1 p.m. ET | Tepco said Thursday that the water beneath the damaged reactor has radioactivity measuring at 10,000 time the legal limit, though it still believes the drinking water supply to be safe.
French and U.S. experts are being consulted in an effort to find a solution to the crisis and how to dispose of the high amounts of contaminated water, exacerbated by the use of large quantities of water to try to cool the overheating reactors. A robot is expected to be deployed at the plant, where workers have been facing hazardous conditions in the attempt to stave off a meltdown. Though levels at the plant are constantly monitored, individual workers do not have radiation-measuring devices.
10 a.m. ET | Radioactive iodine in seawater near the stricken Fukushima Dai-ichi nuclear plant in northeastern Japan has reached 4,385 the legal limit. The International Atomic Energy Agency has also found potentially unsafe levels of radiation outside of the 12-mile evacuation radius put in place by the Japanese government, raising questions about whether the current evacuation zone is sufficient.

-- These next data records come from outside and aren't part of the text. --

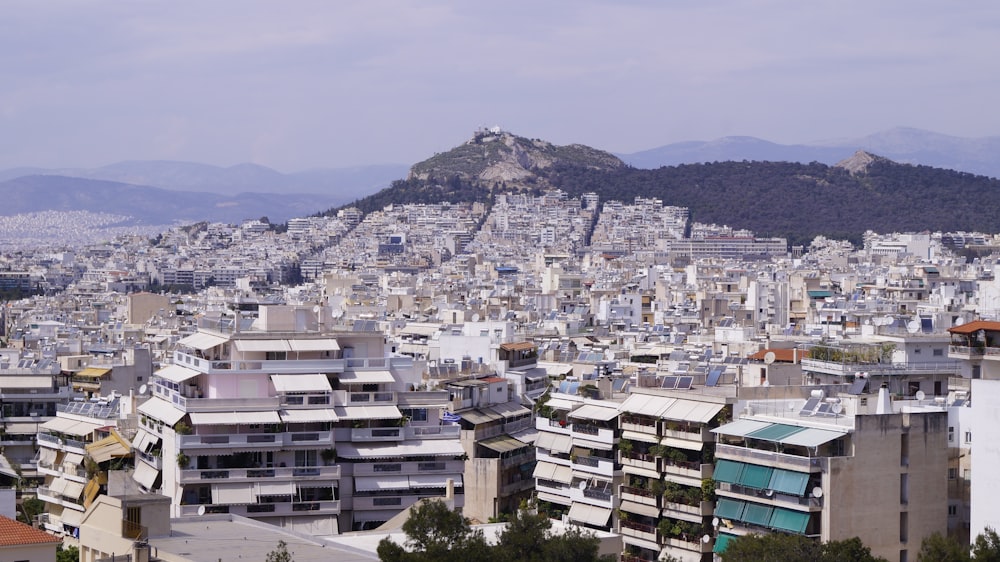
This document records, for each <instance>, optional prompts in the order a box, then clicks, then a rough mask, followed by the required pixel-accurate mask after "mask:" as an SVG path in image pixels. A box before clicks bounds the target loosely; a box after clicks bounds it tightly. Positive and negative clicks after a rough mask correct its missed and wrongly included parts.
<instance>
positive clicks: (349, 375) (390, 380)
mask: <svg viewBox="0 0 1000 562" xmlns="http://www.w3.org/2000/svg"><path fill="white" fill-rule="evenodd" d="M337 376H338V378H340V382H342V383H344V384H382V383H392V382H396V379H395V378H393V376H392V373H391V372H389V371H344V372H343V373H340V374H338V375H337Z"/></svg>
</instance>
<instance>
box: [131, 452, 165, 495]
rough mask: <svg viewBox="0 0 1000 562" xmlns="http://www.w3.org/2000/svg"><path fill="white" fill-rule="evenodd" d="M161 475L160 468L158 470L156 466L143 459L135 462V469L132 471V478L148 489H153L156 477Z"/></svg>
mask: <svg viewBox="0 0 1000 562" xmlns="http://www.w3.org/2000/svg"><path fill="white" fill-rule="evenodd" d="M159 475H160V471H159V470H156V468H155V467H153V466H151V465H148V464H146V462H145V461H143V460H141V459H139V460H138V462H136V463H135V470H134V471H132V479H133V480H135V481H136V482H138V483H139V484H142V486H143V487H144V488H146V489H147V490H152V489H153V484H155V483H156V477H157V476H159Z"/></svg>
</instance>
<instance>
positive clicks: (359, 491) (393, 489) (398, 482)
mask: <svg viewBox="0 0 1000 562" xmlns="http://www.w3.org/2000/svg"><path fill="white" fill-rule="evenodd" d="M409 487H410V479H409V478H407V477H406V476H399V475H394V476H355V477H354V491H355V492H375V491H378V490H406V489H408V488H409Z"/></svg>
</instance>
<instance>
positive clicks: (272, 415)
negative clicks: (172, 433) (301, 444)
mask: <svg viewBox="0 0 1000 562" xmlns="http://www.w3.org/2000/svg"><path fill="white" fill-rule="evenodd" d="M190 415H191V423H192V424H193V425H232V424H236V425H250V424H255V423H281V417H280V416H279V415H278V412H276V411H274V410H268V411H266V412H191V414H190Z"/></svg>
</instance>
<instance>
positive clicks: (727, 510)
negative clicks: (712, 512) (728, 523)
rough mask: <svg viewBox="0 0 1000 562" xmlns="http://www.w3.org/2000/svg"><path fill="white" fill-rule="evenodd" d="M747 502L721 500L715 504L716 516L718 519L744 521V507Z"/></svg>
mask: <svg viewBox="0 0 1000 562" xmlns="http://www.w3.org/2000/svg"><path fill="white" fill-rule="evenodd" d="M745 505H746V502H743V501H739V500H731V499H729V498H719V499H718V500H717V501H716V502H715V515H716V516H717V517H723V518H725V519H735V520H737V521H741V520H742V519H743V507H744V506H745Z"/></svg>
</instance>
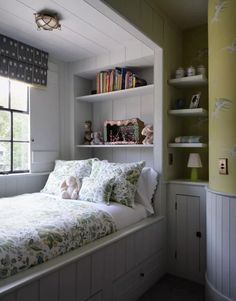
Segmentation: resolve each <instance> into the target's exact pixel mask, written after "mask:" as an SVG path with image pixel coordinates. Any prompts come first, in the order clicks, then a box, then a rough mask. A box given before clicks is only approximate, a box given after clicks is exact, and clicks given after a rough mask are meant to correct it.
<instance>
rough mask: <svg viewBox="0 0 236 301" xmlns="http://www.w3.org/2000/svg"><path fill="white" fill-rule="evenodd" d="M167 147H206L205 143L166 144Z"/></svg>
mask: <svg viewBox="0 0 236 301" xmlns="http://www.w3.org/2000/svg"><path fill="white" fill-rule="evenodd" d="M168 146H169V147H180V148H181V147H194V148H204V147H207V144H206V143H168Z"/></svg>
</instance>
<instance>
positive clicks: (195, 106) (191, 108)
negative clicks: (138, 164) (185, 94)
mask: <svg viewBox="0 0 236 301" xmlns="http://www.w3.org/2000/svg"><path fill="white" fill-rule="evenodd" d="M200 96H201V92H198V93H197V94H194V95H192V97H191V101H190V106H189V108H190V109H196V108H198V105H199V100H200Z"/></svg>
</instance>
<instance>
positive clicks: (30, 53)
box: [0, 34, 48, 86]
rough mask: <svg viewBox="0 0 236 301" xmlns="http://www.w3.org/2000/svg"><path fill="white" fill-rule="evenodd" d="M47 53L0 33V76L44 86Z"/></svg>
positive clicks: (28, 82) (47, 59)
mask: <svg viewBox="0 0 236 301" xmlns="http://www.w3.org/2000/svg"><path fill="white" fill-rule="evenodd" d="M47 69H48V53H47V52H44V51H42V50H40V49H37V48H34V47H32V46H29V45H27V44H24V43H21V42H19V41H16V40H14V39H12V38H9V37H6V36H4V35H1V34H0V76H4V77H9V78H10V79H16V80H19V81H23V82H25V83H28V84H33V85H40V86H46V85H47Z"/></svg>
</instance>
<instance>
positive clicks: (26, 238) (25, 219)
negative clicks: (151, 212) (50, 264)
mask: <svg viewBox="0 0 236 301" xmlns="http://www.w3.org/2000/svg"><path fill="white" fill-rule="evenodd" d="M0 212H1V218H0V279H3V278H6V277H9V276H11V275H14V274H16V273H18V272H20V271H24V270H27V269H29V268H30V267H33V266H36V265H38V264H41V263H43V262H46V261H48V260H49V259H51V258H53V257H56V256H58V255H62V254H65V253H66V252H69V251H71V250H74V249H76V248H78V247H81V246H83V245H85V244H88V243H89V242H92V241H95V240H97V239H99V238H102V237H104V236H106V235H109V234H111V233H114V232H115V231H117V230H120V229H122V228H124V227H126V226H128V225H130V224H132V223H136V222H138V221H139V220H141V219H143V218H145V217H146V216H147V214H146V210H145V208H144V207H143V206H142V205H137V206H136V207H135V208H134V209H132V208H128V207H126V206H124V205H121V204H118V203H111V204H110V205H109V206H107V205H106V204H96V203H90V202H82V201H78V200H63V199H61V198H57V197H55V196H52V195H48V194H44V193H33V194H24V195H20V196H16V197H11V198H2V199H0Z"/></svg>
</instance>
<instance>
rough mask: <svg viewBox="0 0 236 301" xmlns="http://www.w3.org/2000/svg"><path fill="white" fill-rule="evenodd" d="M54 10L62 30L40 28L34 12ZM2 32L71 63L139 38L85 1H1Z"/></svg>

Officials in the Fukushima prefecture have had difficulty recovering the bodies of victims from the 9.0-magnitude earthquake and tsunami because of fears of spreading radiation, compounding the initial disaster that claimed an uncounted number of lives. Though the official death toll stands at more than 11,000, current estimates are that more than 19,000 were killed.
Efforts to cool the damaged reactors have been hampered by high levels of radiation, evacuations and the failure of the plant’s cooling systems. In addition to radiation in the seawater, traces of plutonium have been found in the soil nearby.
“We will continue monitoring the level of radiation with heightened vigilance and we intend to take action if necessary,” Chief Cabinet Secretary Yukio Edano said.
In addition to the IAEA, several international governments have offered assistance. French President Nicolas Sarkozy arrived in Tokyo Thursday and offered to host a meeting on nuclear safety standards this spring. Sarkozy is the first foreign leader to visit Tokyo since the disaster.